Tumor necrosis factor alpha protects heart cultures against hypoxic damage via activation of PKA and phospholamban to prevent calcium overload

This study aims to elucidate the mechanisms by which tumor necrosis factor alpha (TNFα) provides protection from hypoxic damage to neonatal rat cardiomyocyte cultures. We show that when intracellular Ca²⁺([Ca²⁺]_i) levels are elevated by extracellular Ca²⁺([Ca²⁺]_o) or by hypoxia, then TNFα decreased [Ca²⁺]_i in individual cardiomyocytes. However, TNFα did not reduce [Ca²⁺]_i after its increase by thapsigargin, (a SERCA2a inhibitor), indicating that TNFα attenuates Ca²⁺overload through Ca²⁺uptake by SERCA2a. TNFα did not reduce [Ca²⁺]_i, following its elevation when [Ca²⁺]_o levels were elevated in TNFα receptor knock-out mice.

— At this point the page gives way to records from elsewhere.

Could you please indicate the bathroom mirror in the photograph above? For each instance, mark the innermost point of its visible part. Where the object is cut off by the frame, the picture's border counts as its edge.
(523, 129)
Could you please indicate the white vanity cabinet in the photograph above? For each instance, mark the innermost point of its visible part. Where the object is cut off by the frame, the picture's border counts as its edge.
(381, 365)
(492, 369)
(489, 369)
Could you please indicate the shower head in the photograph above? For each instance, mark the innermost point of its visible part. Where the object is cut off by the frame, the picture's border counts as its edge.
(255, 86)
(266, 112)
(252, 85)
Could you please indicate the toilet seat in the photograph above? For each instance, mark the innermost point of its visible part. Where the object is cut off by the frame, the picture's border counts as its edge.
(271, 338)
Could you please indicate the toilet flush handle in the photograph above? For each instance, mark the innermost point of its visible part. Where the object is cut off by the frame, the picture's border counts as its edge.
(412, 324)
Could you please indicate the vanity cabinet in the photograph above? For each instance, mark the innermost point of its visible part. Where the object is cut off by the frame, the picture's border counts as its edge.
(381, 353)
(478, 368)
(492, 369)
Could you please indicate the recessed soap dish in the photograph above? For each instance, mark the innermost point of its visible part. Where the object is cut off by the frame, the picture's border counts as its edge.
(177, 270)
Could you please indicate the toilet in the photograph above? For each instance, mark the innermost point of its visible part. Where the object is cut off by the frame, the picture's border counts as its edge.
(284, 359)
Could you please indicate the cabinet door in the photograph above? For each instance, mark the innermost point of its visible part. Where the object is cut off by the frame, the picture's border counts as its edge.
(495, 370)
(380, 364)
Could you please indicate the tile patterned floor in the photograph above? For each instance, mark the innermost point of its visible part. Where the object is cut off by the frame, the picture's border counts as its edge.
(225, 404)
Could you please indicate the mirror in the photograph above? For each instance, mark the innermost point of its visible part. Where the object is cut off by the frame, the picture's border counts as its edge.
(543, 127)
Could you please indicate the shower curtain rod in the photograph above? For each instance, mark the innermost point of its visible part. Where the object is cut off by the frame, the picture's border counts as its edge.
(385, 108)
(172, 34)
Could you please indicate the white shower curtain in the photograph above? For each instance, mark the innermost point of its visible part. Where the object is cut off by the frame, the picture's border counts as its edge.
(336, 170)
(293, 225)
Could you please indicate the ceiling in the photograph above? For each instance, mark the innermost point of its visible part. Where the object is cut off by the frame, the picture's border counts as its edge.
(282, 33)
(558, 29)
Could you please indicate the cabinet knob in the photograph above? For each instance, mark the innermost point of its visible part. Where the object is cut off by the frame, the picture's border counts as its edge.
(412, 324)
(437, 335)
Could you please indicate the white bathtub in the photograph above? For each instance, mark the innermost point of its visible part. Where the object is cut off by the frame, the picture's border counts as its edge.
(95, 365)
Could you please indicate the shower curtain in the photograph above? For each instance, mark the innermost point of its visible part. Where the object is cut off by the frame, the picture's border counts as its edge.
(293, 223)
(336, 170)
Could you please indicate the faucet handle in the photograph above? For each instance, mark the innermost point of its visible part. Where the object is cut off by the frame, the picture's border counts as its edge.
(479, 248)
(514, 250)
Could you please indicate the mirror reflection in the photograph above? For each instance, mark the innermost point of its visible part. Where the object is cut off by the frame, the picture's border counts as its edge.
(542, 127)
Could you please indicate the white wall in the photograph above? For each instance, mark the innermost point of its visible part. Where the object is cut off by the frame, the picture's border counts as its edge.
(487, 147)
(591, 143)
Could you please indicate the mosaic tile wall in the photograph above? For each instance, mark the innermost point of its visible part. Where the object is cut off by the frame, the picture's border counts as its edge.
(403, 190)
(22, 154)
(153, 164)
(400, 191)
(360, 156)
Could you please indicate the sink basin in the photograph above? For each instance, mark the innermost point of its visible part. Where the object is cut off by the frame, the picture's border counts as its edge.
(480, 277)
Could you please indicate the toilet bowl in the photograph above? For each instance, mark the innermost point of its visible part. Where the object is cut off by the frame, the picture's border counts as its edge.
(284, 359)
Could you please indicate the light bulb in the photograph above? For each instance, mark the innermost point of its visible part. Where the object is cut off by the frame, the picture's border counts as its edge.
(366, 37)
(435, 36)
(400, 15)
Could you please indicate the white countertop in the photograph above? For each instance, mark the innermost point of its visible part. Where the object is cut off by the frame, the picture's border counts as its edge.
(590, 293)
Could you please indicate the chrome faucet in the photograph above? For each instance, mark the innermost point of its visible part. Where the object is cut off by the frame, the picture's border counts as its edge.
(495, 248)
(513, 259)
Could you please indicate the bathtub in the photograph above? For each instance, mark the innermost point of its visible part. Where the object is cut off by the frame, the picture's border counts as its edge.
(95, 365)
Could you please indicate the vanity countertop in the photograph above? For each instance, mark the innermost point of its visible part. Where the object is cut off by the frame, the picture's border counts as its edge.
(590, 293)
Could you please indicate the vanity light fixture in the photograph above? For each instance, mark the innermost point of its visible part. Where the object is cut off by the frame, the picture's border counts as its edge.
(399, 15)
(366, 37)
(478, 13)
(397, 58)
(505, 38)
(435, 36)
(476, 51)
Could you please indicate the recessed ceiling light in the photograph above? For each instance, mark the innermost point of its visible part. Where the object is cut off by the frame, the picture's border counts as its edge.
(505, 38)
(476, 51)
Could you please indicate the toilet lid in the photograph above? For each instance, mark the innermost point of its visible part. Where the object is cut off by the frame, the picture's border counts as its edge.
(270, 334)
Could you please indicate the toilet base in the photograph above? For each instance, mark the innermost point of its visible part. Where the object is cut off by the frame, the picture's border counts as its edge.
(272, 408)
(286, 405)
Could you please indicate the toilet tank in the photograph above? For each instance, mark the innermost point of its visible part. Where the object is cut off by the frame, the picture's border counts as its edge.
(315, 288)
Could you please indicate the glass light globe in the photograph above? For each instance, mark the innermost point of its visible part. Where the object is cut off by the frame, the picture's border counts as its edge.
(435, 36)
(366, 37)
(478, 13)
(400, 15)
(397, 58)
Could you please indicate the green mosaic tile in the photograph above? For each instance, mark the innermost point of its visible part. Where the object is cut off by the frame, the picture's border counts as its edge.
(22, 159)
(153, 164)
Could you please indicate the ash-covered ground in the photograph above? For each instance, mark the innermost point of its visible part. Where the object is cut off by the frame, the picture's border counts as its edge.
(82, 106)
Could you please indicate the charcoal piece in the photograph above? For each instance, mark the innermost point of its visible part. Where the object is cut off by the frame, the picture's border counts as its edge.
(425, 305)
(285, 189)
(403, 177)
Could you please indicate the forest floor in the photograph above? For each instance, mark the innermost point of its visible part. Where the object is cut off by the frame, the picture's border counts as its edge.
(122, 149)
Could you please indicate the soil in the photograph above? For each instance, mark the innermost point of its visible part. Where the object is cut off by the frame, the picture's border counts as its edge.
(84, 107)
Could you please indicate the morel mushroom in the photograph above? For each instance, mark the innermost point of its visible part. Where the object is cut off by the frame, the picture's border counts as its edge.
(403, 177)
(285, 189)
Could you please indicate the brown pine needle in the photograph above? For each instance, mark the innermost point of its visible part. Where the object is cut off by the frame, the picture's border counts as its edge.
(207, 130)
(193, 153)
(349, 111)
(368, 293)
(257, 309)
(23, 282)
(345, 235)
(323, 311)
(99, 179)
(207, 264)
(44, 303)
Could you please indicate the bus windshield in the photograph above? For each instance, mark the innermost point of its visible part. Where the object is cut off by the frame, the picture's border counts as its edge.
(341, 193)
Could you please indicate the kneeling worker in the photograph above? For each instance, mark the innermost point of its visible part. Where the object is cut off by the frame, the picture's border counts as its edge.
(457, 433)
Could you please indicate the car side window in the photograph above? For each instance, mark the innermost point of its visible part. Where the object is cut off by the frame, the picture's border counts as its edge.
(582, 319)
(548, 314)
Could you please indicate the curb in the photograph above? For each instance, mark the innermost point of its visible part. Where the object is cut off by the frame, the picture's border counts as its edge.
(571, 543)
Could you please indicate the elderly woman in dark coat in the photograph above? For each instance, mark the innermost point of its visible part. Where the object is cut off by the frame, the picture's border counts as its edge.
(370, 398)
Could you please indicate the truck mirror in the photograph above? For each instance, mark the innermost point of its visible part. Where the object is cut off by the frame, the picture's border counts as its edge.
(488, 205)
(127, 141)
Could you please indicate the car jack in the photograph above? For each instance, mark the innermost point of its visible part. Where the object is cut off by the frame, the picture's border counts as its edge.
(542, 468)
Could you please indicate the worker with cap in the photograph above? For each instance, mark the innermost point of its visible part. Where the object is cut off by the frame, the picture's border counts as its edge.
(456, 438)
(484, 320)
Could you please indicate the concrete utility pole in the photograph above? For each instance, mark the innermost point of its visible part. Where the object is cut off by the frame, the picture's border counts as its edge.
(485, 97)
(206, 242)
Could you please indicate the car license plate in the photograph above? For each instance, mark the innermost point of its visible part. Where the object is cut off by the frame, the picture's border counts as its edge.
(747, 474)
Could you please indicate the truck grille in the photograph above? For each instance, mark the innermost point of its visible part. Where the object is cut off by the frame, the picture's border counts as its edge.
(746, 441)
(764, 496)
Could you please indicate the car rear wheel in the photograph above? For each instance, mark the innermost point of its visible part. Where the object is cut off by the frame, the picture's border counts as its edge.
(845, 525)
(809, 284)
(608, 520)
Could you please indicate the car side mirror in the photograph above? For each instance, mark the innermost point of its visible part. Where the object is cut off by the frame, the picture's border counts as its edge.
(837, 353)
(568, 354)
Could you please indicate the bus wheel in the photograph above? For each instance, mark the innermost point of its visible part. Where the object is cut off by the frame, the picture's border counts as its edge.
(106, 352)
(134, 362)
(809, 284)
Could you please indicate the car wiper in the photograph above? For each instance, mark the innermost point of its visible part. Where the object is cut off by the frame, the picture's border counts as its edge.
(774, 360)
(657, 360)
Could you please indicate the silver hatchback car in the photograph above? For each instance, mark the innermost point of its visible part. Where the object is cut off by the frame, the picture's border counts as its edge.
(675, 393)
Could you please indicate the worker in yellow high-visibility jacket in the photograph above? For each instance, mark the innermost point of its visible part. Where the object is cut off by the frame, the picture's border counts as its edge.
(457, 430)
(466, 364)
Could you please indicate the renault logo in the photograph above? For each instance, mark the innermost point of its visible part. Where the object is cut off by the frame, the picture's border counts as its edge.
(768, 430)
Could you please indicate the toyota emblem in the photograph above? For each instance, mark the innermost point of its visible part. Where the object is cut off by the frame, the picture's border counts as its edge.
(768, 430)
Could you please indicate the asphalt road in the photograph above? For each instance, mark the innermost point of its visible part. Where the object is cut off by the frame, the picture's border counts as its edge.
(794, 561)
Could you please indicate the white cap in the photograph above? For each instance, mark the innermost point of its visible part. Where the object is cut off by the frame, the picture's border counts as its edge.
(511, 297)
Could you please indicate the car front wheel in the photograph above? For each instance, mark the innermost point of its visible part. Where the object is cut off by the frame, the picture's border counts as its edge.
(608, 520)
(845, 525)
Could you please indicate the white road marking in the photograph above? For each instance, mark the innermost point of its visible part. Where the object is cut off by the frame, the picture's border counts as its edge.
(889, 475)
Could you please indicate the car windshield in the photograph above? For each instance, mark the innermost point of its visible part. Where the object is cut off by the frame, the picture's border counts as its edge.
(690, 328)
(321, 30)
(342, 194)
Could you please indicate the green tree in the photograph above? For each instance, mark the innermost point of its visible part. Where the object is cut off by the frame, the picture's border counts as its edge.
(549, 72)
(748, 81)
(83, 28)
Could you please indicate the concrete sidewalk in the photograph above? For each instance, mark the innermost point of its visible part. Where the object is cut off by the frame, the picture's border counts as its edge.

H-89, a protein kinase A (PKA) inhibitor, attenuated the protective effect of TNFα when the cardiomyoctyes were subjected to hypoxia, as determined by lactate dehydrogenase (LDH) and creatine kinase (CK) released and from the cardiomyocytes. Moreover, when the levels of [Ca²⁺]_i were increased by hypoxia, H-89, but not KN93, (a calmodulin kinase II inhibitor), prevented the reduction in [Ca²⁺]_iby TNFα. TNFα increased the phosphorylation of PKA in normoxic and hypoxic cardiomyoctes, indicating that the cardioprotective effect of TNFα against hypoxic damage was via PKA activation. Hypoxia decreased phosphorylated phospholamban levels; however, TNFα attenuated this decrease following hypoxia. It is suggested that TNFα activates phospholamban phosphorylation in hypoxic heart cultures via PKA to stimulate SERCA2a activity to limit Ca²⁺overload.